The trial court had before it facts sufficient to support its findings. There is no privilege to disobey a court’s order because the alleged contemnor believes that it is invalid. Cologne v. Westfarms Associates, 197 Conn. 141, 148, 496 A.2d 476 (1985). A fortiori, such an order may not be disobeyed simply because the alleged contemnor believes that it should not be obeyed. A contempt proceeding does not open to reconsideration the legal or factual basis of the order alleged to have been disobeyed and thus become a retrial of the original controversy. Department of Health Services v. CHRO, 198 Conn. 479, 487, 503 A.2d 1151 (1986). The plaintiff had the power to obey the orders of the trial court, and that court did not err in finding that her violations of its orders were wilful.
Finally, the plaintiff claims that the trial court erred in imposing costs, attorney’s fees and fines upon the plaintiff.
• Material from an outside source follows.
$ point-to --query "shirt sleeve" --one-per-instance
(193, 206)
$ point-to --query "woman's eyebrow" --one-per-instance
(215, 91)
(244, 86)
*125This court’s role in reviewing an order of contempt is very limited. Adjudications of contempt are final and may be reviewed only on questions of jurisdiction such as whether the court had authority to impose the punishment inflicted or whether the act for which the penalty was imposed could constitute a contempt. Fox v. First Bank, 198 Conn. 34, 39, 501 A.2d 747 (1985); Friedlander v. Friedlander, 191 Conn. 81, 84, 463 A.2d 587 (1983).
The penalties that may be imposed arise from the inherent common law power of the court to coerce compliance with its orders. Papa v. New Haven Federation of Teachers, 186 Conn. 725, 737, 444 A.2d 196 (1982). The court has the power to fine one who has been found in contempt; Friedlander v. Friedlander, supra, 86; and to enforce compliance through appropriate sanctions. Blaydes v. Blaydes, 187 Conn. 464, 467, 446 A.2d 825 (1982). In addition, General Statutes § 52-256b permits the awarding of reasonable attorney’s fees and court costs to a petitioner upon a finding of contempt. Considering the number of contempt motions filed by the grandparents and the violations found by the court, we cannot say that the orders were an abuse of discretion. A court may use its own general knowledge of what would be a reasonable attorney’s fee. Appliances, Inc. v. Yost, 186 Conn. 673, 680, 443 A.2d 486 (1982). Here, the court ordered attorney’s fees for the proceedings over which it had presided on December 17, 1987, and January 14, 1988. We find no abuse of discretion in these orders.
The plaintiff claims that she has no assets and that she is on welfare and unable to purge herself by payment. No financial affidavit was proffered on January 14, 1988, and the plaintiff has not called to our attention any evidence of her financial condition at that time. No objection was made at the time of the order that the court had not considered the financial condi*126tion of the parties, and no testimony was offered by either party on the subject. Thus, the trial court was invited to focus solely on the merits of the request and we will not review a claim made at this stage of the proceedings that the plaintiff does not have the means of payment. Bielen v. Bielen, 12 Conn. App. 513, 515, 531 A.2d 941 (1987).
There is no error.
In this opinion the other judges concurred.